現代だと、惣兵衛のような特徴を持つ人は『発達障害』ではないかと疑われます。
『発達障害』の中の一つに、「ADHD」と呼ばれるものがあります。
ADHDとは「注意欠如・多動性障害 (Attention-Deficit Hyperactivity Disorder)」の略称で、主な症状は、うっかりミスが多いなどの「不注意症状」と、じっとしていることができないなどの「多動性・衝動性症状」の二つです。
惣兵衛の特徴や特性をみると、このADHDではないかと想像します。
ADHDは病気ではなく、先天的(=生まれつき)な脳機能の偏りによって起きる障害です。
不注意や多動性・衝動性は周囲の人たちからみると、理解を得られにくく、誤解を受けやすい傾向があります。しかし、これは本人のやる気や努力不足によるものではなく、脳機能の偏りによって起きるADHDの特性によるものです。
だからこそ、『そこつ惣兵衛』のお話にもあるように、周囲の人たちがADHDに対する理解をすすめることが大切だということです。
感想
『そこつ惣兵衛』の主人公である惣兵衛は、通常では考えられないような取り違えや勘違いを一日中行っています。
惣兵衛は、現代でいうところの「発達障害」だったのではないでしょうか。
発達障害は、まだまだ理解がすすんでいないため、惣兵衛のような人は、日常生活に支障をきたしたり、仕事や人間関係に難しさを感じたりして、「自分は社会不適合者ではないだろうか」との感情を抱き、それと同時に周囲からも「あいつは社会不適合者だ」との烙印が押され、様々なケースで不安を抱き、最悪では、うつ病などの二次障害が生じることもあります。
しかし、昔話の『そこつ惣兵衛』にもあるように、昔はそんな世の中ではありませんでした。
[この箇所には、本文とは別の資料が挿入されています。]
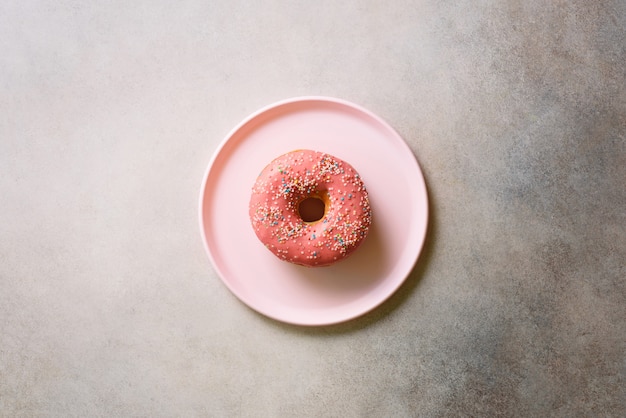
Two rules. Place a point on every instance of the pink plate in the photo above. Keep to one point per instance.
(323, 295)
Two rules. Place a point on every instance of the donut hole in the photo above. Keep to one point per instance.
(311, 209)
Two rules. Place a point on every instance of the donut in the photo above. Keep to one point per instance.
(310, 208)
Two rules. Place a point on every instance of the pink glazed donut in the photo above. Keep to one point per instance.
(310, 208)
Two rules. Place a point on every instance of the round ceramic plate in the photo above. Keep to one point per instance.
(323, 295)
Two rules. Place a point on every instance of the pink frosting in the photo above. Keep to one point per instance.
(295, 176)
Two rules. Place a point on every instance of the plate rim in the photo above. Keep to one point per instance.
(300, 99)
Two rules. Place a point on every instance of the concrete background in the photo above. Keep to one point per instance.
(110, 112)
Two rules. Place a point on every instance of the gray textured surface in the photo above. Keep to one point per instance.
(110, 111)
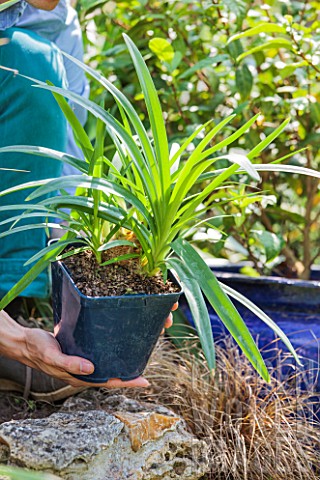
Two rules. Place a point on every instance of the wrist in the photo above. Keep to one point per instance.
(12, 338)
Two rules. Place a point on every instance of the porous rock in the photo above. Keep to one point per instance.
(150, 443)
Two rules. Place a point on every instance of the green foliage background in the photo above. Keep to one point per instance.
(205, 67)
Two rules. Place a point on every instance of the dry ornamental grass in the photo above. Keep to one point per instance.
(256, 431)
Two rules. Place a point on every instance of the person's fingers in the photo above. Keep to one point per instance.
(72, 364)
(175, 307)
(139, 382)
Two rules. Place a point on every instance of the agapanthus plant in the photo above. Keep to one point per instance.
(149, 190)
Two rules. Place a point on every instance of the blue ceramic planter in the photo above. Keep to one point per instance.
(117, 334)
(293, 304)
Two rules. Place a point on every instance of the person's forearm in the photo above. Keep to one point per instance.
(12, 337)
(43, 4)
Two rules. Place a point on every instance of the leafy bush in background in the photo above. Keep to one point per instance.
(210, 59)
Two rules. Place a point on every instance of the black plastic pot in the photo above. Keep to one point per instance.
(293, 304)
(117, 334)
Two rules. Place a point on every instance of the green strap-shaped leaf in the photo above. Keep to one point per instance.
(155, 114)
(263, 316)
(81, 165)
(32, 274)
(122, 100)
(198, 309)
(225, 309)
(80, 134)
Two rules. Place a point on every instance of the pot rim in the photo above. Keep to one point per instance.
(118, 297)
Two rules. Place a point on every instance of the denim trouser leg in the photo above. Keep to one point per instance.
(28, 116)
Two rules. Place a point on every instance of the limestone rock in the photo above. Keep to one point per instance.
(119, 444)
(143, 427)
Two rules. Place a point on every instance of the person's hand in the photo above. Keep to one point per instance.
(40, 350)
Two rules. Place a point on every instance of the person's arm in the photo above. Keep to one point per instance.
(40, 350)
(10, 16)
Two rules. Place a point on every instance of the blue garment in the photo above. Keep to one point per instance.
(11, 15)
(34, 49)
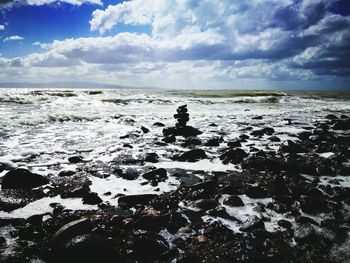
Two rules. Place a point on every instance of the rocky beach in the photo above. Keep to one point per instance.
(174, 176)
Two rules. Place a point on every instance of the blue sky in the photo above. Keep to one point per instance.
(178, 43)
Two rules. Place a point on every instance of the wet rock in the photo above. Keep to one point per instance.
(252, 223)
(158, 175)
(256, 192)
(234, 156)
(186, 131)
(75, 159)
(70, 230)
(92, 199)
(158, 124)
(66, 173)
(212, 142)
(274, 139)
(144, 129)
(192, 155)
(22, 179)
(88, 248)
(151, 157)
(292, 147)
(205, 204)
(234, 143)
(149, 247)
(132, 200)
(233, 200)
(284, 223)
(343, 124)
(169, 138)
(191, 141)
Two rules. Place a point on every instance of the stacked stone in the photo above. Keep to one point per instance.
(182, 117)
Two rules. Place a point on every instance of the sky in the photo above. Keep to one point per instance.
(178, 44)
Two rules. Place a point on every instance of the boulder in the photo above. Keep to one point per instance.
(22, 179)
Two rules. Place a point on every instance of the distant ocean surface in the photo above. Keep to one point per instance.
(50, 120)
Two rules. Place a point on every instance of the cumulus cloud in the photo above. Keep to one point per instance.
(205, 41)
(13, 38)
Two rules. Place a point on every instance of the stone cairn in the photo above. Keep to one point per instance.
(182, 117)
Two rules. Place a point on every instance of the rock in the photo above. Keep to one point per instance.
(132, 200)
(75, 159)
(304, 135)
(342, 125)
(292, 147)
(284, 223)
(157, 175)
(234, 143)
(149, 247)
(92, 199)
(252, 223)
(22, 179)
(66, 173)
(192, 155)
(233, 200)
(69, 230)
(144, 129)
(234, 156)
(274, 139)
(191, 141)
(158, 124)
(331, 117)
(88, 248)
(256, 192)
(186, 131)
(205, 204)
(169, 139)
(151, 157)
(213, 142)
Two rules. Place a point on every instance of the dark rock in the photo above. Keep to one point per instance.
(234, 143)
(213, 142)
(284, 223)
(66, 173)
(151, 157)
(252, 223)
(70, 230)
(342, 125)
(192, 155)
(158, 175)
(234, 156)
(144, 129)
(233, 200)
(274, 139)
(92, 199)
(158, 124)
(256, 192)
(191, 141)
(132, 200)
(149, 247)
(88, 248)
(22, 179)
(205, 204)
(293, 147)
(75, 159)
(186, 131)
(169, 139)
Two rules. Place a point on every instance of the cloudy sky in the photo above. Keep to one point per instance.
(299, 44)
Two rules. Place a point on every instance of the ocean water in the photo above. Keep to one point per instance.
(41, 129)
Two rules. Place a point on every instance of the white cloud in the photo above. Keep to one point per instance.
(13, 38)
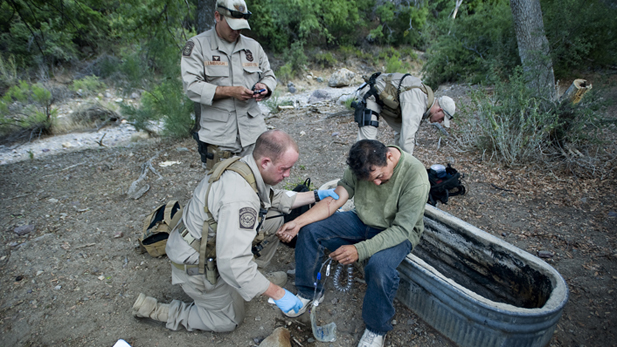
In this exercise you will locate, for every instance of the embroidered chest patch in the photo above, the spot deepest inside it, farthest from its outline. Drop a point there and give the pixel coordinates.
(188, 48)
(248, 217)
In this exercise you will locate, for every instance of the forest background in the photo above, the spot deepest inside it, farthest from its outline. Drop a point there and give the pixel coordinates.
(135, 45)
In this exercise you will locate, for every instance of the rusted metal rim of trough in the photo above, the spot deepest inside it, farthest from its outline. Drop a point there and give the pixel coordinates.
(468, 318)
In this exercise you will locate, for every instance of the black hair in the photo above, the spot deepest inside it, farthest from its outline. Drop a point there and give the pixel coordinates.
(365, 155)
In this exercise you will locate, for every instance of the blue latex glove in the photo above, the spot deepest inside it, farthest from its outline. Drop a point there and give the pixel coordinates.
(289, 302)
(326, 193)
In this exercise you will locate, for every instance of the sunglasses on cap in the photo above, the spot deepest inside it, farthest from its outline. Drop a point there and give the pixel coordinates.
(237, 14)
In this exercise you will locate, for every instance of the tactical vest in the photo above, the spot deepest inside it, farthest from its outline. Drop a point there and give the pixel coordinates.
(207, 250)
(388, 98)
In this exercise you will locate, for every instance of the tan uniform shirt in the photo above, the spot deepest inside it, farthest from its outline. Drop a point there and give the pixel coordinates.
(235, 206)
(413, 104)
(209, 61)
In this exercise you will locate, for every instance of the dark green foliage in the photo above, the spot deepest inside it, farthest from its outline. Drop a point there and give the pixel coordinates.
(472, 46)
(52, 30)
(25, 111)
(165, 103)
(515, 127)
(481, 40)
(279, 23)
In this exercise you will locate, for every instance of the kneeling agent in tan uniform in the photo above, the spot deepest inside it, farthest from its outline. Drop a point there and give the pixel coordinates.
(229, 209)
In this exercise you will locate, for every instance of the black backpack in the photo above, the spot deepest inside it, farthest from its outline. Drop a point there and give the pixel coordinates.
(444, 187)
「粗忽者」も「変わり者」も社会に受け入れられていました。
それが一番よくあらわされているのが、自分の家と間違えて、惣兵衛がお隣の家に怒鳴り込んでしまった場面です。
「お前さんの家は隣だよ」
と笑いながら、隣の奥さんが惣兵衛を優しくたしなめるだけで済んでしまいます。
隣の奥さんから侮蔑されることもなければ、女房からも温かく見守られています。
その優しさこそが救いであり、社会が発達障害の人を受け入れる条件だと思います。
いつの日からか、日本は「豊かであるが幸福ではない国」になってしまい、こんなにも歪んだ社会になってしまいました。そして、色々な問題が表面化し、解決できずに苦しんでいます。
その解決策と何が幸せな社会なのかを教えている昔話が、『そこつ惣兵衛』ではないでしょうか。
まんが日本昔ばなし
『そこつ惣兵衛』
放送日: 昭和51年(1976年)08月28日
放送回: 第0078話(第0047回放送 Aパート)
語り: 市原悦子・(常田富士男)
出典: 表記なし
演出: 亜細亜堂
文芸: 境のぶひろ
美術: 亜細亜堂
作画: 亜細亜堂
典型: 粗忽の連鎖譚
地域: 中国地方
最後に
今回は、『そこつ惣兵衛』のあらすじと内容解説、感想などをご紹介しました。
『そこつ惣兵衛』は、「粗忽者」や「変わり者」を社会が受け入れるためには、何が必要かを教えている昔話です。ぜひ触れてみてください!